In Finding My Distance (Galileo Press, 2009), elaborate dinners and their preparation were like a reward. From lamb to shrimp, exotic pastas to salads, mountains of crabs and all the fixin’s — caesar potato salad and Asian cole slaw — to rich desserts like ice cream and homemade chocolate sauce, crisps and mousses and souffles. The long work days always ended with focus on cocktail hour and dinner, prepared and eaten with relish by this family of four, including two kids who were introduced as toddlers to an adult palate — whatever we ate got whizzed in a blender — a husband who is a stress eater, as well as myself, who has a history of anorexia. Whatever the complex motivations, and whatever stressful life events vying for our attention, sharing dinner and sitting down together as a family were key.

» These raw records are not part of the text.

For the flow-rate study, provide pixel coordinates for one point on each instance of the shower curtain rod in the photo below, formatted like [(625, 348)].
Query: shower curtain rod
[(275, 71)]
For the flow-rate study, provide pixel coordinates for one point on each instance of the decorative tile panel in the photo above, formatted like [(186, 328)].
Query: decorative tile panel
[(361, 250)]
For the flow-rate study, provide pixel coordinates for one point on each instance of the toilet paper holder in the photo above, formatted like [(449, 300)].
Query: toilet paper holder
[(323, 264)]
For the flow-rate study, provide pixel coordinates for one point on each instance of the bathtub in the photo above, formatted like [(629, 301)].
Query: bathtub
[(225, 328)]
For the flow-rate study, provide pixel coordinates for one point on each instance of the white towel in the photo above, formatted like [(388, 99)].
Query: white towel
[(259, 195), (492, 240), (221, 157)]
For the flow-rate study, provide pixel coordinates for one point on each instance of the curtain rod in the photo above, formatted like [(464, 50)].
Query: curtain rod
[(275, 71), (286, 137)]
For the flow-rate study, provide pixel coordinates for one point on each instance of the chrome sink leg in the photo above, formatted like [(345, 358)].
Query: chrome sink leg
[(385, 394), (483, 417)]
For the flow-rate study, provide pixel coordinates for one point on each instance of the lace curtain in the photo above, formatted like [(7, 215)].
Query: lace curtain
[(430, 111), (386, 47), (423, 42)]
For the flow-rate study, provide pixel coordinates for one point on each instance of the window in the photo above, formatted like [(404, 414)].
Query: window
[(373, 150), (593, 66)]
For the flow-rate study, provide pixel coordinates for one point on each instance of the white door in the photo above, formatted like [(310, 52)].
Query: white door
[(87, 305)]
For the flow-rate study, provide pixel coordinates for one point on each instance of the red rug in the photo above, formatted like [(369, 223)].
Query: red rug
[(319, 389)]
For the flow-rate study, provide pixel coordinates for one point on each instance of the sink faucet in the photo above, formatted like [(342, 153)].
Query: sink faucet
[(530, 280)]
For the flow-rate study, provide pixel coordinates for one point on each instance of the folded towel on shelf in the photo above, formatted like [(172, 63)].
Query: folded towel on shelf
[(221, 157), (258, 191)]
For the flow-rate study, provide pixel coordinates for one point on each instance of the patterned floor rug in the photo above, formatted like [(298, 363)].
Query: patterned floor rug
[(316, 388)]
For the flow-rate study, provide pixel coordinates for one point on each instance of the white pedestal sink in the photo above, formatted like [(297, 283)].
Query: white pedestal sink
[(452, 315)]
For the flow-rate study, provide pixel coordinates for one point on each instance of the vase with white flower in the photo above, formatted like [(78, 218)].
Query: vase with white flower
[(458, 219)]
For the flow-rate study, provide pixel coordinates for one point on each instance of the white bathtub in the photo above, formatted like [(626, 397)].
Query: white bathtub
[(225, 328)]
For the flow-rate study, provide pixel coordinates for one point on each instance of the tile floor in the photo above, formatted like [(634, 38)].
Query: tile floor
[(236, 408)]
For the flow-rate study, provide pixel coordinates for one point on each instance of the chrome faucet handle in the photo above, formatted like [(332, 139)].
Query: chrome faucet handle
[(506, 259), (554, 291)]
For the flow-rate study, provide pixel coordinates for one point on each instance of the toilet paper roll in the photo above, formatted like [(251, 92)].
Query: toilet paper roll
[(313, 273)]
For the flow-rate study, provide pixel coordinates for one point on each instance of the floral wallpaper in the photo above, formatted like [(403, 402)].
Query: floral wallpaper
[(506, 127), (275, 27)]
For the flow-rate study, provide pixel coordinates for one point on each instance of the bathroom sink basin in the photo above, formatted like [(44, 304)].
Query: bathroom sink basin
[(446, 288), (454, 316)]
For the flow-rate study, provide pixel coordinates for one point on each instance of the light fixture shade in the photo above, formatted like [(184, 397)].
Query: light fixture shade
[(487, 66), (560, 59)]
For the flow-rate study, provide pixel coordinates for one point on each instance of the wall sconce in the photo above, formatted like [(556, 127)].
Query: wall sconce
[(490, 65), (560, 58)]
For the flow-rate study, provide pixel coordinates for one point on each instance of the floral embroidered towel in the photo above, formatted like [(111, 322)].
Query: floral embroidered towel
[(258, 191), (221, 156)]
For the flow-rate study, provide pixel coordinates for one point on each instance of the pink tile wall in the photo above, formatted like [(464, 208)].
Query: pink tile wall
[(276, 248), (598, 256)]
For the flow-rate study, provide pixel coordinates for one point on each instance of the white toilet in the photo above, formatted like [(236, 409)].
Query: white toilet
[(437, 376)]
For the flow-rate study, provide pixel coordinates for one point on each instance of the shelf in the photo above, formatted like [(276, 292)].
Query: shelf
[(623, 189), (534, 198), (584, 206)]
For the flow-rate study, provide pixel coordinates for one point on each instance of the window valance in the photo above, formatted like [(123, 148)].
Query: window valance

We head to Annapolis to meet my Aunt Kay for dinner at Cantler’s Riverside Inn, where we introduce her to a slice of Maryland she’s not partaken of before: platters of crabs brought steaming to our table. Barrett shows her how to crack open and hammer and peel, and before we know it, several mountains of spent legs and shells litter our brown-papered table, along with empty plastic containers of cole slaw and straggler fries and rings. Crab parts go flying, Aunt Kay busily wipes her white shirt, the clientele whoop it up at the tables and bar behind us, dusk starts to fall, and the Magothy River starts to sparkle behind us. We order another round of beers, another half-dozen crabs, and more slaw. After we’ve consumed our very last crab, we still have room for more and order key lime pies all around. Our server doesn’t even bother to clear away the mess before bringing out dessert, and now we’ve got a Vesuvius on our table.

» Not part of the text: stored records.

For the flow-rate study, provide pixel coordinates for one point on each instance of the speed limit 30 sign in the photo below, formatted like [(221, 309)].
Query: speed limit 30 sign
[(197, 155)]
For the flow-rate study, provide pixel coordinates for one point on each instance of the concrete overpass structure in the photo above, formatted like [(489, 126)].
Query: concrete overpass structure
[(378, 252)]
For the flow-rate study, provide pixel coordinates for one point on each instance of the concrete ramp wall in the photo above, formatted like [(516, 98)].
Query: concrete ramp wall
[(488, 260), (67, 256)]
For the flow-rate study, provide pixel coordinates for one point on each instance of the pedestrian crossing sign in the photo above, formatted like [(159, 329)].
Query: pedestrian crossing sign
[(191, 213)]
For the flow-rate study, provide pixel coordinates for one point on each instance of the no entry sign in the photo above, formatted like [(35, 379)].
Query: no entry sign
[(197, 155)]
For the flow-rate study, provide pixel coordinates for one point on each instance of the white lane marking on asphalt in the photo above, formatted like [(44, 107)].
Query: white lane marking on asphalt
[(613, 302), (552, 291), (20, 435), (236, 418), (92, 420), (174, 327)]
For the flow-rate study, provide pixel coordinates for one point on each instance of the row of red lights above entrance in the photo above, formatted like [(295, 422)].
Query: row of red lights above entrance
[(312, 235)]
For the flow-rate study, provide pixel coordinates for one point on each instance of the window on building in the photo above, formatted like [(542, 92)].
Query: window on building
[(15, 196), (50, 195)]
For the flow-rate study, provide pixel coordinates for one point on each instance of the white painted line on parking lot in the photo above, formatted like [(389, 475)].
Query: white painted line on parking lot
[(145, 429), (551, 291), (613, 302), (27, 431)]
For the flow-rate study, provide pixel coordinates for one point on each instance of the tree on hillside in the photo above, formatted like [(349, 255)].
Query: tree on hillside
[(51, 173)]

“I’ve never seen you eat with such gusto, Julia,” Aunt Kay says.
“You’ve never seen me eat crabs before,” I reply. She’s amazed by the mess.

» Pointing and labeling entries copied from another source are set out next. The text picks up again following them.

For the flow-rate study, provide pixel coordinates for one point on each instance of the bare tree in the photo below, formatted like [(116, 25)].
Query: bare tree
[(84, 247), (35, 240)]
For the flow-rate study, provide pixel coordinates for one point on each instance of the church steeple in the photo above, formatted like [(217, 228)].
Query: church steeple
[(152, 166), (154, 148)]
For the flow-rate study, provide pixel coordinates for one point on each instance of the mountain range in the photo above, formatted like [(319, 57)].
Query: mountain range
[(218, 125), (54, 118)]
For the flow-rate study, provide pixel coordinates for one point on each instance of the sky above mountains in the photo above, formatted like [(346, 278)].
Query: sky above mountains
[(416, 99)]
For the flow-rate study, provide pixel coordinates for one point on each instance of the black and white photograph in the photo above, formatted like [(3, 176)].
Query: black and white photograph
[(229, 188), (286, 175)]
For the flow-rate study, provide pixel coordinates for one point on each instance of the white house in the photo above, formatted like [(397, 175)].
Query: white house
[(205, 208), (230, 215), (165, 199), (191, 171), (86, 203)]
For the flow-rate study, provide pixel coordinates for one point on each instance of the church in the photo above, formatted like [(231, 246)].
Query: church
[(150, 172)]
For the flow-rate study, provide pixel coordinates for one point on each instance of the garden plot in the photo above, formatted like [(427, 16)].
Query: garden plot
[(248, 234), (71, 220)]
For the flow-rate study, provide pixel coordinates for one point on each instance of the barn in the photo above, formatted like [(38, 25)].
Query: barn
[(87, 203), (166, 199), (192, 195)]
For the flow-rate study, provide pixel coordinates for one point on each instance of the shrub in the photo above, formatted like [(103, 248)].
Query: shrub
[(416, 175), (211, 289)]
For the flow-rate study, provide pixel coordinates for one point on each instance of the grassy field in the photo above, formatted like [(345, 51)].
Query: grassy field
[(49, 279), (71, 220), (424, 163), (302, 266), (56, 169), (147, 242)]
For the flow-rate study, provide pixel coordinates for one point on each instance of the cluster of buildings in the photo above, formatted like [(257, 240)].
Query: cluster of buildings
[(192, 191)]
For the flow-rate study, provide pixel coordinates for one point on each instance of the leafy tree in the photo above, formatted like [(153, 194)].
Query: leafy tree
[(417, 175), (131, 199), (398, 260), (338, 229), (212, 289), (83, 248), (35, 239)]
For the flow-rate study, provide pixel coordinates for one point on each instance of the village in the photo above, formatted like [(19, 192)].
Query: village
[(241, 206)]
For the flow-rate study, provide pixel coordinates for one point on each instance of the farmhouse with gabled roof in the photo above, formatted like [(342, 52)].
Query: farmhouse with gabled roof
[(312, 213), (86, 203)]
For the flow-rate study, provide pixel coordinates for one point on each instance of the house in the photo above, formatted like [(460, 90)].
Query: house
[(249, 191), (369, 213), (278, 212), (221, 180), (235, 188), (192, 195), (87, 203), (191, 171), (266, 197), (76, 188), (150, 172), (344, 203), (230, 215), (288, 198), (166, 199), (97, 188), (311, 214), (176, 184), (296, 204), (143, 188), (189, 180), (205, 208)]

Finding My Distance, in contrast to Come to the X, is a book filled with hope and purpose; it is largely about my determination as a middle-aged equestrian athlete to climb the levels in three-day eventing. It is also about the challenges of being the mother of two young adults. Food, and specifically dinner preparation and its sharing with family, complement the inner weather of the book. After attending the Preakness Race:
My day ends well with Barrett’s shrimp pad thai and lots of Anapamu, and reruns of our eventing and racing videos. There goes Foolish Groom from the back of a twelve-horse pack, picking off his contenders in the last quarter mile, winning again by a good 10 lengths.